Re: RasPi vs Arduino vs Tablets

Fri Oct 21, 2011 2:42 am

A nice thing about Nook Color is that it has an accessible microSD card, so you can swap the original Nook software with an Android image without rooting (according to Wikipedia). I don't know if this is the case with Ubuntu.

tbanks
Posts: 1
Joined: Sun Mar 18, 2012 11:50 am

Re: RasPi vs Arduino vs Tablets

Sun Mar 25, 2012 11:45 am

tufty said:


I think you"ve somewhat missed the critical difference between "Purpose" and "Possible uses". The purpose of the Raspberry Pi is quite clearly stated, viz:


… an ultra-low-cost computer, for use in teaching computer programming to children.


The fact that it could (and most probably will) be used for other purposes is quite beside the point. That goal, and that goal only, is the reason the Raspberry Pi foundation exists, and the reason the Raspberry Pi will hit the streets.

Raspberry Pi Purpose : teaching computer programming to children

I personally see Arduino as being orthogonal to the Pi; it exists to take the "programming" out of hardware experimentation. Learn about electronics and microcontrollers without having to learn too much about all that fussy "coding" stuff (and certainly without having to learn about interrupt coding and assembler and embedded controller event loops). To use Arduino as a base for teaching programming would largely involve throwing away the Arduino toolset and getting people into developing using AVR assembler or embedded C/C++. Not that this would be a bad idea, mind, but at that point you have a wealth of choice (the various AVR boards - Teensy etc, Propellor, the wealth of venerable 8x51 solutions, ARM-M3, and so on). In any case, it requires a tether to the desktop for programming.

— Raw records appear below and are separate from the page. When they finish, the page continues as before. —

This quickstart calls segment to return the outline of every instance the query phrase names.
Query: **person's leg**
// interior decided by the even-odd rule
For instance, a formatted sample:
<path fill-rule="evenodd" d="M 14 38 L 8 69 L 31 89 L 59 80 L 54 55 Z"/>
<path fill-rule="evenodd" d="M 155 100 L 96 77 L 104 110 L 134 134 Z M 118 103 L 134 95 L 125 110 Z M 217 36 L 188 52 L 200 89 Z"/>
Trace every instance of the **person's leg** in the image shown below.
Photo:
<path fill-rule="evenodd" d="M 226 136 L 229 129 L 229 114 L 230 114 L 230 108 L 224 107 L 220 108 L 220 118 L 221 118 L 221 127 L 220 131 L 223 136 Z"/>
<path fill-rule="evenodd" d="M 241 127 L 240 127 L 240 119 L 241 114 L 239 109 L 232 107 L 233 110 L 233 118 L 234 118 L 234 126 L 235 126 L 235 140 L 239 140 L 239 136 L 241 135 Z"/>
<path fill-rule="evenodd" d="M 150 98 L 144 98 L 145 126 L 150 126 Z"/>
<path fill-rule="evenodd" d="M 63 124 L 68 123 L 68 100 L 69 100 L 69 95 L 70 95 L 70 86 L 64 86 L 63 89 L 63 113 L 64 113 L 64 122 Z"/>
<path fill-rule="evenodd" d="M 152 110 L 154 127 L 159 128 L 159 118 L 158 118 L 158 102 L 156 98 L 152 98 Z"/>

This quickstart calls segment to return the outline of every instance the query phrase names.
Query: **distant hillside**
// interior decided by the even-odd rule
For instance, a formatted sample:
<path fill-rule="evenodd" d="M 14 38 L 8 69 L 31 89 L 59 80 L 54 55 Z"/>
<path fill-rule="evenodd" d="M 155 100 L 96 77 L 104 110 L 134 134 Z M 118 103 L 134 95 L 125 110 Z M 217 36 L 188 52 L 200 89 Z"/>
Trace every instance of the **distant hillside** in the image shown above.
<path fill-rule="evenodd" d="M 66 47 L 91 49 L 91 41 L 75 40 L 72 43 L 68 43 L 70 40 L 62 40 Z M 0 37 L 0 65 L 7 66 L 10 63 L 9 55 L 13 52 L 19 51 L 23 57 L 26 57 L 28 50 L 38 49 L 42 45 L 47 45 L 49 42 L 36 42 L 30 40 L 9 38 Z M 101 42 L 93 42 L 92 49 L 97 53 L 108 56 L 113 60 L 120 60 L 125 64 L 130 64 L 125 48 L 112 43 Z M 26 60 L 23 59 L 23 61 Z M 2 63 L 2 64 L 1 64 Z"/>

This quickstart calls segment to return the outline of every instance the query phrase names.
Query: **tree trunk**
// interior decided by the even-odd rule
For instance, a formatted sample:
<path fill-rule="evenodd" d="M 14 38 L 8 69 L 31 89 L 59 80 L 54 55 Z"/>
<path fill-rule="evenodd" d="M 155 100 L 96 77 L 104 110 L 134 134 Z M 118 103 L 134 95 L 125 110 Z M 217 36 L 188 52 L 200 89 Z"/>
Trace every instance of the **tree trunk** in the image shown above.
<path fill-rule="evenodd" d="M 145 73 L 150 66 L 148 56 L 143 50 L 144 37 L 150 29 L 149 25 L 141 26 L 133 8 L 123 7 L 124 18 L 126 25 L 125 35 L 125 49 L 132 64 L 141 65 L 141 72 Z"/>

Conversely, to use RasPi for what Arduino does, you"d need not only to redesign the board to incorporate the various physical protections required and to make the IOs physically accessible, but you"d also need to hide all the "programming" stuff. While the latter part might well be feasible (and could probably be done "on board", from what the foundation people have said here, the former isn"t gonna happen.

The tablet market exists to make money selling gadgets to people who have more money than sense. Especially at the lower end, where the feature set is limited and performance is, at best, "poor". Android itself is a poor tool for teaching programming (it"s hard to program on the device) and a worse one for electronics experimentation. It"s also hampered by the fact the underlying hardware is usually totally undocumented, and getting source for the kernel used (usually required in order to boot something more suitable for programming) is like pulling teeth. Your own teeth.

One could use Android as a teaching platform for programming, but hundreds of dollars per unit plus desktop machine for programming makes the cost orders of magnitude more than the Pi.

Simon


This is a very productive discussion as it may provide an impetus resulting is an evolved purpose for the most worthy Pi mission.  Children may gravitate to this project in droves after seeing what early adopters have achieved as a result of exploring the new bleeding edge afforded by the implied expansion of the original purpose.

Please don't be frustrated by the appearance of augmentative discussion but be encouraged by the possible vistas that may open up.  The limits of a child's imagination is only constrained by superimposed boundaries.